When we decided it was time to build a next generation version of DecisionTree, I started a research project (with my 10% R&D time) to carefully evaluate the current state of the art in concurrent programming. When I say “concurrent programming”, I am talking about two different but related concepts. One way to make a computational task complete more quickly is to chop up the work that needs to be done into smaller parts and then to divide the work across multiple CPUs in a single computer (“parallel programming”), or to divide up the work across different computers (“distributed programming”). During this research, I spent some time learning a new and very exciting programming language called Scala. It was ideal for the cloud and multicore programming challenges we were facing, fulfilled our stringent criteria for a programming language, and was fun to learn and use while enabling us to be very productive. All of these reasons led us to decide to use Scala as the core programming language for our next generation DecisionTree framework. So what exactly is this programming language, and why did we choose it? Why does the programming language matter, anyway?

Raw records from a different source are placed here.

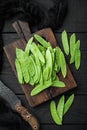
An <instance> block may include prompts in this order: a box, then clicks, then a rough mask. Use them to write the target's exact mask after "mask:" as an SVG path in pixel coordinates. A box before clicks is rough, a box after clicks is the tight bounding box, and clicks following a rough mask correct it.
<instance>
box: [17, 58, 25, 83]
mask: <svg viewBox="0 0 87 130" xmlns="http://www.w3.org/2000/svg"><path fill="white" fill-rule="evenodd" d="M15 66H16V70H17V76H18V80H19V83H20V84H22V83H24V82H23V75H22V71H21V65H20V62H19V61H18V59H16V60H15Z"/></svg>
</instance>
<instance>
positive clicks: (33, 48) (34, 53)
mask: <svg viewBox="0 0 87 130" xmlns="http://www.w3.org/2000/svg"><path fill="white" fill-rule="evenodd" d="M30 49H31V52H32V53H33V55H34V56H37V57H38V58H39V60H40V61H41V62H43V63H45V59H44V56H43V55H42V53H41V52H40V50H39V48H38V47H37V45H36V44H35V43H34V42H33V43H32V45H31V47H30Z"/></svg>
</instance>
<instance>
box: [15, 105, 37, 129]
mask: <svg viewBox="0 0 87 130" xmlns="http://www.w3.org/2000/svg"><path fill="white" fill-rule="evenodd" d="M16 111H17V112H18V113H19V114H20V115H21V117H22V118H23V119H24V120H25V121H26V122H28V123H29V124H30V126H31V127H32V129H33V130H39V123H38V121H37V119H36V118H35V117H34V116H33V115H32V114H31V113H30V112H29V111H28V110H27V109H26V108H25V107H24V106H22V104H21V103H20V104H18V105H17V106H16Z"/></svg>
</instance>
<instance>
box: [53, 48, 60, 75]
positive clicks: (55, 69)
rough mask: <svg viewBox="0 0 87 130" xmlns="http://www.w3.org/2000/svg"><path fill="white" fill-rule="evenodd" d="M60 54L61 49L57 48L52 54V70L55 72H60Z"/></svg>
mask: <svg viewBox="0 0 87 130" xmlns="http://www.w3.org/2000/svg"><path fill="white" fill-rule="evenodd" d="M60 52H61V49H60V48H59V47H56V48H55V49H54V54H55V65H54V69H55V70H56V72H59V71H60V57H59V56H60Z"/></svg>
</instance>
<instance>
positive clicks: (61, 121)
mask: <svg viewBox="0 0 87 130" xmlns="http://www.w3.org/2000/svg"><path fill="white" fill-rule="evenodd" d="M64 102H65V97H64V95H63V96H62V97H61V98H60V100H59V102H58V105H57V113H58V115H59V117H60V119H61V122H62V120H63V111H64Z"/></svg>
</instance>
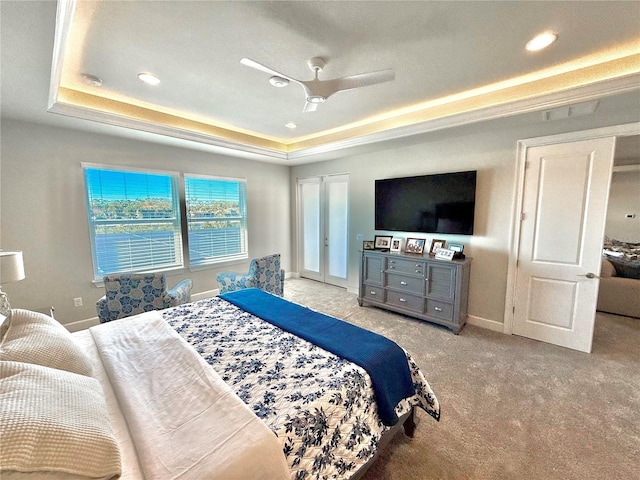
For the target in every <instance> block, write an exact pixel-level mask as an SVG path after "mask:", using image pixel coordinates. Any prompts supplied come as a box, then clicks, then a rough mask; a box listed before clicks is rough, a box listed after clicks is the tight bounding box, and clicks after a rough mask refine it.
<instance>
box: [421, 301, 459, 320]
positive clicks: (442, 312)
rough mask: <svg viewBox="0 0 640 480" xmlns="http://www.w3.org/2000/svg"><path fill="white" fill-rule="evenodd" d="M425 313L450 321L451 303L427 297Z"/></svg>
mask: <svg viewBox="0 0 640 480" xmlns="http://www.w3.org/2000/svg"><path fill="white" fill-rule="evenodd" d="M425 313H426V314H427V315H429V316H431V317H435V318H440V319H442V320H448V321H452V320H453V305H452V304H450V303H446V302H438V301H437V300H430V299H427V309H426V312H425Z"/></svg>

Scala was created in 2001 by Martin Odersky. Odersky wrote the modern Java compiler — Java is an extremely widely used programming language in the enterprise, especially popular because of the way it enforces “type safety” and the correctness of a programmer’s program. While Java was designed to be state of the art in 1995 and to help programmers solve the problems they were facing at the time, when he began the work on Scala, Odersky wanted to take a few steps back and think about what kind of language could help programmers tackle the new types of challenges they were beginning to face: for example, high-level domain modeling, rapid development and concurrent programming. With these goals in mind, he built Scala on the JVM, which means that organizations could use existing software libraries written in Java. Now, Scala is being used to solve those problems, and has a quickly growing user base with some significant adopters who have needed its power, most visibly including companies like Twitter, FourSquare, LinkedIn, the Guardian, Novell, and companies in the UK and US financial services.
One of his core intentions when creating Scala was to make programmers happy — by making their work easier and more productive. It’s very concise and eliminates the boilerplate code that you see in languages like Java and C#. This means that programmers can focus on the logic of their problems — it’s like when you can think of the perfect phrase or metaphor that exactly captures the problem. Some languages feel very heavyweight and verbose, but they offer safety assurances and the high performance that you need. While Scala has all of the same safety assurances and performance characteristics, it feels like a lightweight and elegant “dynamic” language.
Here’s a simple example, comparing Scala to Java. Say we want to create a dictionary where we can use the English word for a number to find the actual number. For example, we could use the word “one” to look up the word 1. For numbers 1 to 3, this would look like the following in Java:
Map numberMap = new HashMap(); numberMap.put("one", 1);
numberMap.put("two", 2);
numberMap.put("three", 3);
In Scala, it looks like this:
var numberMap = Map("one" -> 1, "two" -> 2, "three" -> 3)
Scala is also very expressive, as it combines two different programming paradigms: object-oriented programming and functional programming. While I can’t fully explain the two paradigms here, let me just say that most programming these days is in the object-oriented paradigm, but functional programming is having a powerful resurgence. In functional programming, you “compose” your program with functions — the basic idea is that you are building something complex with simpler parts, and everything is the same kind of thing (technically, everything is an expression or function). But these parts need to be entirely self contained (they can’t have side effects).
The name “Scala” itself is a combination of the words “scalable” and “language”, because Scala is a language that’s designed to be extensible — it’s a language that can grow and change as the needs of programmers change. And one reflection of this is the support for the Actor Model that the developers baked in to the language that simplifies the developer of parallel and distributed programs. Another advantage of this flexibility is that when other developers weren’t satisfied with the implementation of the “Actor Model” in Scala, they just wrote their own and other folks could use it as if it was baked into the language from the start. This started the “Akka” project, which has now joined together with the core Scala team in a company called Typesafe, to provide enterprise support and tooling for Scala and Akka.
This is just the tip of the iceberg in terms of Scala and why we chose it, but it’s worth mentioning that it is a very practical language. We can use a wide selection of GIS libraries available in Java. And Scala gives us enough control to optimize our code to run extremely fast. (See Erik’s technical blog about his R&D work on high performance Scala.)
If you’re a programmer and want to check out Scala, I highly recommend checking out the Scala website and the Typesafe website and the Typesafe blog. If you’re especially interested in concurrent programming with Scala and Akka, I recommend the Typesafe ‘getting started’ tutorial which will walk you through putting together a parallel implementation of an algorithm to compute the digits of Pi.